Sunday, August 3, 2014


Written and directed by
Whit Stillman
Starring Carolyn Farina, Edward Clements, Chris Eigeman, Taylor Nichols, Ella Thompson
IMDB Entry

There was one name that didn’t quite fit when the nominees for best original screenplay came out for 1990.  You had Bruce Joel Rubin, who had written the phenomenally popular Ghost. They there were Woody Allen, Barry Levinson, and Peter Weir, all of whom had made their mark as writers and directors.  But the fifth was an obscure name who had written (and directed) his first film:  Whit Stillman.  His nomination for Metropolitan certainly was unusual:  it was a small independent film that made less than $3 million in the US.  Why was he up there with the others?

Because, quite simply, he deserved it. 

Metropolitan is about a group of upper-class New York college students during debutante ball season.  Tom Townsend (Edward Clements) gets involved with the group as a way to spend time with Serena Slocomb (Ella Thomson), who he has a crush on, even though she’s seeing someone else.  The cynical Nick Smith (Chris Eigeman) starts to give Tom advice, as the group goes through the season, aware it is a dying tradition, but also too much a part of it to want to give it up.

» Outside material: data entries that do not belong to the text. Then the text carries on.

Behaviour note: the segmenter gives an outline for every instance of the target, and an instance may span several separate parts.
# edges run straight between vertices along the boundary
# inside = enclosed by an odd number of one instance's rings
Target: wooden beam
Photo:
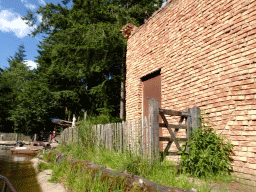
[[[177,138],[178,141],[187,141],[187,138]],[[172,142],[173,139],[171,137],[159,137],[159,141],[170,141]]]
[[[164,113],[163,113],[163,112],[160,112],[160,116],[162,117],[162,119],[163,119],[163,121],[164,121],[164,123],[165,123],[165,125],[166,125],[166,127],[167,127],[167,129],[168,129],[168,131],[169,131],[169,133],[171,134],[171,136],[172,136],[172,138],[173,138],[173,141],[174,141],[176,147],[177,147],[178,150],[180,151],[181,148],[180,148],[179,142],[177,141],[177,139],[176,139],[176,137],[175,137],[175,134],[174,134],[174,133],[172,132],[172,130],[169,128],[168,121],[167,121],[167,119],[165,118]]]
[[[174,110],[168,110],[168,109],[159,109],[159,112],[161,112],[165,115],[182,116],[181,111],[174,111]]]
[[[175,129],[187,129],[186,125],[174,125],[174,124],[168,124],[169,128],[175,128]],[[165,123],[159,123],[159,127],[166,127]]]

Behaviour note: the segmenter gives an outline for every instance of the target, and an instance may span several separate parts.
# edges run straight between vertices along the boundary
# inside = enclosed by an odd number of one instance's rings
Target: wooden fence
[[[159,123],[159,114],[164,123]],[[180,140],[187,141],[190,131],[201,125],[198,121],[199,114],[198,107],[187,108],[184,112],[159,109],[157,99],[153,98],[149,100],[148,117],[120,123],[94,125],[92,128],[93,140],[96,146],[102,145],[110,150],[121,153],[127,150],[137,155],[147,156],[150,160],[160,159],[159,141],[168,141],[165,154],[168,153],[172,142],[180,150],[176,133],[179,129],[186,129],[186,138]],[[169,123],[165,115],[180,116],[179,124]],[[186,125],[181,125],[184,119]],[[159,127],[166,127],[171,137],[159,137]],[[61,142],[64,144],[78,142],[80,133],[79,128],[67,128],[61,134]]]
[[[0,133],[0,141],[32,141],[31,136],[22,133]]]

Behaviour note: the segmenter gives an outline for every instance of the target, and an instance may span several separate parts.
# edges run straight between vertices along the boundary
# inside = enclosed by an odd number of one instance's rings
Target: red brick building
[[[169,1],[128,27],[126,119],[146,115],[152,97],[200,107],[235,145],[237,175],[255,184],[256,0]]]

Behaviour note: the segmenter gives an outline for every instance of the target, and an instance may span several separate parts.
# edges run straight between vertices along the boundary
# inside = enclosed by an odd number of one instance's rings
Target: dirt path
[[[37,165],[42,162],[42,160],[35,158],[31,159],[31,162],[37,172],[36,178],[42,192],[68,192],[62,184],[48,182],[51,178],[52,170],[48,169],[38,173]]]

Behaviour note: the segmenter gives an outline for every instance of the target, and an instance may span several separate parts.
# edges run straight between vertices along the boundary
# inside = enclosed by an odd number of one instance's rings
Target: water
[[[0,148],[0,175],[7,177],[17,192],[41,192],[35,169],[29,161],[31,158],[31,156],[12,155],[10,150]],[[0,181],[0,190],[2,186],[3,181]]]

The story goes through a passel of romantic complications, but it’s less a movie about plot than it’s one about dialogue.  Stillman had a gift for it, and the characters are articulate and very funny, sort of a mix between John Sayles Return of the Secaucus Seven and half a dozen Woody Allen films.  The words draw you in and make the plot only an afterthought.*

Of course, Stillwell was not going to win, but the nomination helped him to make more movies.  His next, Barcelona, saw the same sort of people as in Metropolitan only with the added complication of being outside the US.  It shared some themes and references to Metropolitan, and his third film, The Last Days of Disco, saw the social group involved in the disco scene.**  There are references between the films (especially the first and third) and the two make up a thematic trilogy.

But, in the blockbuster world that came up in the 90s, the films were squeezed out.  It didn’t help that The Last Days of Disco flopped, and it was 11 years until Stillman directed again.  Still, the trilogy is filled with smart dialog and plenty of entertainment value.

*The acting also could have been better; most of the cast did not appear in much other than this.

**Whitman wrote a fascinating novel from the screenplay, based on the premise that one of the characters in the movie was writing about what the movie got wrong.  The Last Days of Disco, with Coctails at Petrossian Afterwards, is usually listed as a novelization, but that conceit made it more than just a retelling of what was on the screen.